For some of these files we can see what they are by looking at the product name. Others are hypothetical proteins. To identify the hypothetical proteins, we need to get the sequence so we can analyse them.

To do this, we will use a tool called GFF3Toolkit.


In [None]:
!gff3_to_fasta -g ~/student_projects_2022/data/refs/merge.gff3 -f $reference -st cds -o test_genes -d complex

In [None]:
!grep -A1 $CP_Right ~/haloferax_2022/test_genes_cds.fa

In [None]:
!grep -A1 $NC_Right ~/haloferax_2022/test_genes_cds.fa

## Now lets look at the alignment with respect to just one genome.

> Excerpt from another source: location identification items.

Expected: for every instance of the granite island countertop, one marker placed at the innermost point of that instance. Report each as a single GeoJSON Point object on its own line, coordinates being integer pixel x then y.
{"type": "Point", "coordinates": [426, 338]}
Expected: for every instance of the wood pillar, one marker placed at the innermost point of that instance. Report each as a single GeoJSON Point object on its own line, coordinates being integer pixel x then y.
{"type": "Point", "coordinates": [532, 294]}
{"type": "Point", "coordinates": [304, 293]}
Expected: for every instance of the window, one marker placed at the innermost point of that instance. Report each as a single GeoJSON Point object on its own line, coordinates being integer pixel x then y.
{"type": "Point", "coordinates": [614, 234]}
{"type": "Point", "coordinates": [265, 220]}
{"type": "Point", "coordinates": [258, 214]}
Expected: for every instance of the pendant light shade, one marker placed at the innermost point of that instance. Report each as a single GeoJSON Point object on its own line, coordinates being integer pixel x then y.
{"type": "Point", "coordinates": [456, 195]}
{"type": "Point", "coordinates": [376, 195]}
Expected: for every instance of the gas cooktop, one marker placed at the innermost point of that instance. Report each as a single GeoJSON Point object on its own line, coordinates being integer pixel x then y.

Again we will use IGV but we will just look at the reads with respect to one genome.

### Hmed

In [None]:
"Hmed_Chr_CP001868.2:405,000-415,000 Hmed_Chr_CP001868.2:800,000-805,000"

In [None]:
from igv_jupyterlab import IGV
import os
user = os.getenv('JUPYTERHUB_USER')

url=f"http://10.157.200.14/user/{user}/tree/UnderGradProjectTest/"
bams={'results':sort_barcode_bam_hmed}
track_list=[
            {"name": "HMerge",
                "url": url+"data/refs/Hmed.gff3",
                "format": "gff3",
                "type": "annotation",
                "displayMode": "expanded",
                "height":120,
                "indexed": False }
]
colors=['orange','green','gray']
i=0
for b in bams:
    d = {"name": b,
        "url":url+bams[b],
        "type": "alignment",
         #"displayMode":"SQUISHED",
         "height":800,
         "removable":True,
         #"color":colors[i],
        "indexed": True }
    track_list.append(d)
    i+=1
    
genome = IGV.create_genome(
    name="Hmed",   
    fasta_url=url+'data/refs/Hmed_Chr_CP001868.2.fasta',
    index_url=url+ 'data/refs/Hmed_Chr_CP001868.2.fasta.fai',
    tracks=track_list
)

#create the widget
igv = IGV(genome=genome)


display(igv)

### Hvol

In [None]:
"Hvol_Chr_NC_013967.1:420,000-430,000 Hvol_Chr_NC_013967.1:785000-795000"

In [None]:
from igv_jupyterlab import IGV
import os
user = os.getenv('JUPYTERHUB_USER')

url=f"http://10.157.200.14/user/{user}/tree/UnderGradProjectTest/"
bams={'results':sort_barcode_bam_hvol}
track_list=[
            {"name": "HMerge",
                "url": url+"data/refs/Hvol.gff3",
                "format": "gff3",
                "type": "annotation",
                "displayMode": "expanded",
                "height":120,
                "indexed": False }
]
colors=['orange','green','gray']
i=0
for b in bams:
    d = {"name": b,
        "url":url+bams[b],
        "type": "alignment",
         #"displayMode":"SQUISHED",
         "height":800,
         "removable":True,
         #"color":colors[i],
        "indexed": True }
    track_list.append(d)
    i+=1
    
genome = IGV.create_genome(
    name="Hmed",   
    fasta_url=url+'data/refs/Hvol_Chr_NC_013967.1.fasta',
    index_url=url+ 'data/refs/Hvol_Chr_NC_013967.1.fasta.fai',
    tracks=track_list
)

#create the widget
igv = IGV(genome=genome)


display(igv)

### What have you found?

At this point, you should have identified two regions in each genome where recombination has occurred. There are lots of questions to ask here. For example - what is shared between these genes? What is the function of the genes? Are these genes still functional? 

You need to have a think about this going forwards.